Biology 446 Unsolved Problems Fall 2011
"The day may come when the courage of men fails;
Regarding the disease discussed in class on Wednesday, October 26, 2011
Because I have only the most amateurish understanding of this disease, & don't want any web searches about it leading to this course web site, let us call it JQG. (from the letters alphabetically adjacent).
The following fact-like statements have been gathered from web sites. The Wikipedia site is excellent!
This disease kills half of its victims by only three years after first symptoms! It kills about 20 people per hundred thousand. In England, over 5,000 people per year die of it, which is said to be slightly more than die of leukemia or ovarian cancer. (!?)
Despite being defined by its cause not being known (and no good ideas for treatment, either!), it turns out not to be just a grab-bag of different diseases, but has very consistent and well-defined symptoms.
My more-than-tentative conclusions are:
#1) That JQG has a specific cause, which is either over-secretion of type I collagen, or excess traction forces exerted on collagen by the mesenchymal cells in between the alveoli of the lungs.
#2) That some positive feed-back occurs, in which tighter packing of collagen either stimulates more secretion of collagen and/or stimulates stronger traction (maybe more actin, more myosin, phosphorylation of myosin chains, among other possibilities). Ironically, "traction bronchiectasis" is a radiological synonym for "honeycombing", which is the most characteristic geometric abnormality of JQG.
(I don't understand in what sense the word "traction" is meant, here. The force of crawling cells?)
#3) JQG is very different from emphysema - opposite to it in several key ways. [Less fiber matrix.]
In emphysema, there is a collapse of elasticity of extracellular matrix (which is collagen, plus elastin).
"-air sacs unable to hold their functional shape upon exhalation." QUOTE from the Wikipedia article.
That seems to me to be opposite to excess rigidity of extracellular fibrous support of alveoli: JQG.
The Wikipedia article on emphysema mentions "destruction of structures feeding the alveoli, in some cases owing to the action of alpha 1-antitrypsin deficiency." That is what it says. I guess "feeding" is a mistake?
Either a "typo", or a misunderstanding of relations between alveoli and collagen fibers surrounding them?
My guess is that normal blood serum contains a trypsin and also proteins that block the action of trypsin;
And that some people have a genetic deficiency of one of these enzyme-blocking proteolytic enzymes, predisposing those people to enzyme digestion of the collagen network supporting their alveoli.
Incidentally, much research has been done on protein-digesting enzymes in body fluids.

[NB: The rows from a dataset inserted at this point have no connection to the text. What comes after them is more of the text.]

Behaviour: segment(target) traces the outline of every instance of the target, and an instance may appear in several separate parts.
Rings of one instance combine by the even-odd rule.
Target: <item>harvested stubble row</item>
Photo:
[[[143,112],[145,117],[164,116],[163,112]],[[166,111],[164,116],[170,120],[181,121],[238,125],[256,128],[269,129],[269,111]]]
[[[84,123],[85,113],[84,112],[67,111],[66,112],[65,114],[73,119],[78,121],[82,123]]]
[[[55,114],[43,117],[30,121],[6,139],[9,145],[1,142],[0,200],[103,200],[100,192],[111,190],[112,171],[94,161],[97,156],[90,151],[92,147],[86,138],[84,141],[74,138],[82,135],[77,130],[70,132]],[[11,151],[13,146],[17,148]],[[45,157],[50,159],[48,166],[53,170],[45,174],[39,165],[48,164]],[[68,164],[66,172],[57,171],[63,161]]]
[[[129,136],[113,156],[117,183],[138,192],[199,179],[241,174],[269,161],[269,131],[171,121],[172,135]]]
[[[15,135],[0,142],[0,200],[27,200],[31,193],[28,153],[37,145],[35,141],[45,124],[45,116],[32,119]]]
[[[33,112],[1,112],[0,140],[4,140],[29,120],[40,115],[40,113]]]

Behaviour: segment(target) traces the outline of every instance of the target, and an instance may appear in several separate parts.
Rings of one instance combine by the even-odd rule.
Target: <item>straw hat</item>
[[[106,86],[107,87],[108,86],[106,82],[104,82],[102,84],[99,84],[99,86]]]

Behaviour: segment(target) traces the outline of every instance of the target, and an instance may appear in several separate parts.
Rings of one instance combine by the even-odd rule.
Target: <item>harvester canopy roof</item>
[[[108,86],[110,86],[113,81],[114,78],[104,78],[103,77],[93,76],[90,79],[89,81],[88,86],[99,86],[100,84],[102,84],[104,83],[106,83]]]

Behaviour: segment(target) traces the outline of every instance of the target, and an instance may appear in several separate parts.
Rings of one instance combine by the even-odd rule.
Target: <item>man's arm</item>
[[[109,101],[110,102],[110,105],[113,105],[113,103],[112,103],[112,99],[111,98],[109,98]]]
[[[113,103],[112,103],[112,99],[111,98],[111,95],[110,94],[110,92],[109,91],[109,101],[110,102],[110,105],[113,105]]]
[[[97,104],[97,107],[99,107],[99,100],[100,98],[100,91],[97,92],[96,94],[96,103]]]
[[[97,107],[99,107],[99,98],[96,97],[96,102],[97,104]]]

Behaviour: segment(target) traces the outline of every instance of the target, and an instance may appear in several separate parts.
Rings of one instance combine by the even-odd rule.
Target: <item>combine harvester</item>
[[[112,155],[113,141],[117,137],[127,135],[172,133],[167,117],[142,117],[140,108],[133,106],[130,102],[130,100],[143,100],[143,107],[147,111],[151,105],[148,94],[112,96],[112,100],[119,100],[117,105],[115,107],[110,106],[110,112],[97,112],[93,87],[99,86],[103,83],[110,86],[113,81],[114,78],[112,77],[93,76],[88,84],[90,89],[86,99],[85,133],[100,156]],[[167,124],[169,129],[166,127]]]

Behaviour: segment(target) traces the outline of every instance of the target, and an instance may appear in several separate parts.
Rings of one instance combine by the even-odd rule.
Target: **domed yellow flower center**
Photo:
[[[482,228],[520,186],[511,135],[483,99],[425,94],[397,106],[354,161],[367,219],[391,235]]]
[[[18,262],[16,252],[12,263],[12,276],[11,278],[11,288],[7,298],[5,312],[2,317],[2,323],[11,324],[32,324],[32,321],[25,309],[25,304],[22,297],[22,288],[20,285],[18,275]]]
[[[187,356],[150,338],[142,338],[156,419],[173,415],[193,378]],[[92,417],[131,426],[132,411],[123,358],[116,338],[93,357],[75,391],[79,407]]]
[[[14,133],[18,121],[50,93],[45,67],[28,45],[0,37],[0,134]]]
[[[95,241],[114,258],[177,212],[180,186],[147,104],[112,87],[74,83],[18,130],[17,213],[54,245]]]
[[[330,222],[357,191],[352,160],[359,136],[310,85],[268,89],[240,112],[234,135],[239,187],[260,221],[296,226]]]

We can't do without them. An important example is plasmin, and its self-blocked precursor "plasminogen".
It digests blood clots; without it, clots accumulate (bruises, etc.); excess "plasminogen activator" is produced by some (many?) cancer cells, and may be a cause of invasiveness and metastasis.
Not beyond hope are possibilities for inventing and testing treatments that break the positive feed-back cycle, weaken the traction of lung mesenchymal cells, activate protein-digesting enzymes (e.g. trypsin?), stimulate macrophages to consume some of the extra collagen, or break bonds between collagens.
A treatment as simple as stimulation of secretion of more plasminogen might be a cure for "JQG" but nothing remotely analogous to such a treatment is considered on any of the web sites about the disease.